Contenu de l’attestation. L’attestation doit au moins contenir :

  • la liste des règles de construction de droit commun pour lesquelles une solution d’effet équivalent est proposée et des objectifs qui leur sont assignés ;

  • une présentation sommaire de la solution d’effet équivalent proposée et de son caractère innovant ;

  • la mention des conditions de mise en œuvre de la solution d’effet équivalent préalablement définies par le maître d’ouvrage ;

  • la validation du protocole de contrôle, au cours de l’exécution des travaux, de l’atteinte des résultats attendus ;

  • les conditions de contrôle périodique et d’exploitation de la solution d’effet équivalent, le cas échéant ;

  • l’attestation de l’assurance couvrant l’activité de délivrance de l’attestation d’effet équivalent de l’organisme10.

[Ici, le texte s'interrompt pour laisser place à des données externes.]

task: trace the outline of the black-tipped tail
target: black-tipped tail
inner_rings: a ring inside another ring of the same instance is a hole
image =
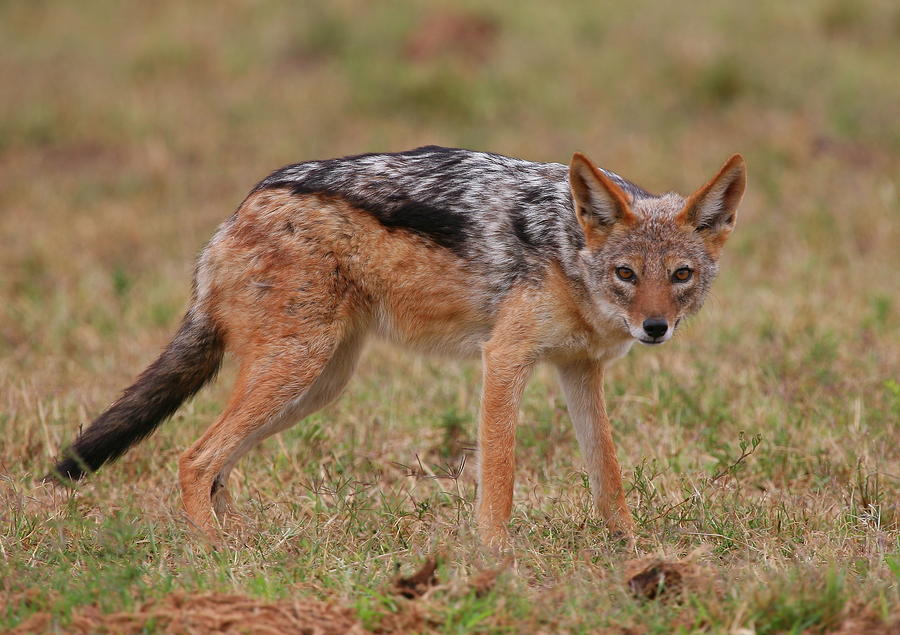
[[[216,376],[224,351],[211,320],[189,311],[159,359],[78,436],[45,480],[75,481],[122,456]]]

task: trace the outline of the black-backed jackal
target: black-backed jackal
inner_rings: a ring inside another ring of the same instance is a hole
[[[519,400],[540,360],[558,370],[596,510],[627,534],[603,371],[700,308],[745,178],[736,155],[691,196],[655,196],[581,154],[567,167],[434,146],[285,167],[219,227],[175,338],[51,475],[120,456],[232,351],[228,405],[179,465],[187,515],[215,537],[238,459],[337,397],[378,335],[481,355],[485,541],[505,536]]]

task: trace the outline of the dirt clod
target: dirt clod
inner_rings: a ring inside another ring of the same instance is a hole
[[[394,579],[393,589],[398,595],[414,600],[421,597],[429,588],[437,584],[437,559],[428,558],[413,575],[398,576]]]
[[[650,567],[631,578],[628,587],[636,596],[652,600],[681,587],[681,572],[666,564]]]
[[[654,600],[681,594],[685,588],[704,585],[703,568],[690,558],[667,560],[648,557],[625,563],[625,581],[635,597]],[[708,581],[707,581],[708,582]]]

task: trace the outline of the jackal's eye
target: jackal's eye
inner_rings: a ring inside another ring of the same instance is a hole
[[[628,267],[616,267],[616,275],[619,276],[619,280],[624,280],[625,282],[634,282],[636,277],[634,271]]]
[[[687,282],[693,275],[694,272],[690,268],[682,267],[681,269],[676,269],[675,273],[672,274],[672,282]]]

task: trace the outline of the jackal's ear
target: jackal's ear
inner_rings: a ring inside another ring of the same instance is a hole
[[[677,220],[703,235],[706,243],[718,252],[731,230],[737,208],[747,185],[747,166],[736,154],[722,166],[706,185],[691,194],[678,213]]]
[[[572,156],[569,164],[569,187],[575,215],[588,244],[602,240],[616,223],[634,222],[628,195],[580,152]]]

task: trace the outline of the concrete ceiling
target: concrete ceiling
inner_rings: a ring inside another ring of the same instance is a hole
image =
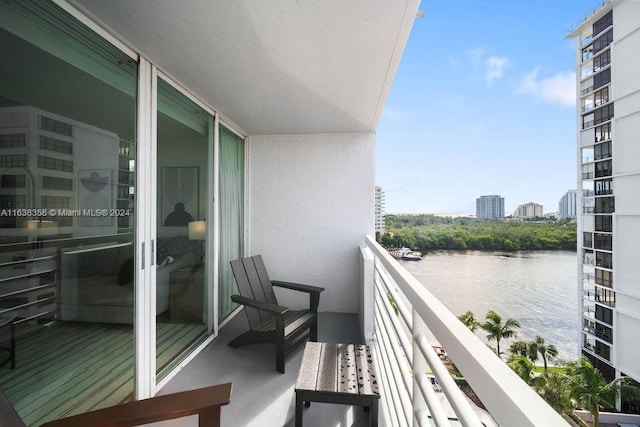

On précisera que le nouveau dispositif, qui présente des règles spécifiques prévues pour la Guadeloupe, la Guyane, la Martinique, La Réunion et Mayotte (D. n° 2019-184, 11 mars 2019, art. 9), conformément au droit commun est entré en vigueur le lendemain de sa publication.

Notes de bas de pages

  • 1.
    Ord. n° 2018-937, 30 oct. 2018, art. 1.
  • 2.
    JO n° 0060, 12 mars 2019, texte n° 23.
  • 3.
    D. n° 2019-184, 11 mars 2019, art. 1.
  • 4.
    V. Ord. n° 2018-937, 30 oct. 2018, art. 1 et 3.
  • 5.
    D. n° 2019-184, 11 mars 2019, art. 2.
  • 6.
    D. n° 2019-184, 11 mars 2019, art. 3.
  • 7.
    Sur la notion des opérations visées, v. Ord. n° 2018-937, 30 oct. 2018, art. 2.
  • 8.
    V. D. n° 2019-184, 11 mars 2019, art. 2.
  • 9.
    V. Ord. n° 2018-937, 30 oct. 2018, art. 2.
  • 10.
    V. Ord. n° 2018-937, 30 oct. 2018, art. 5, I, dernier al.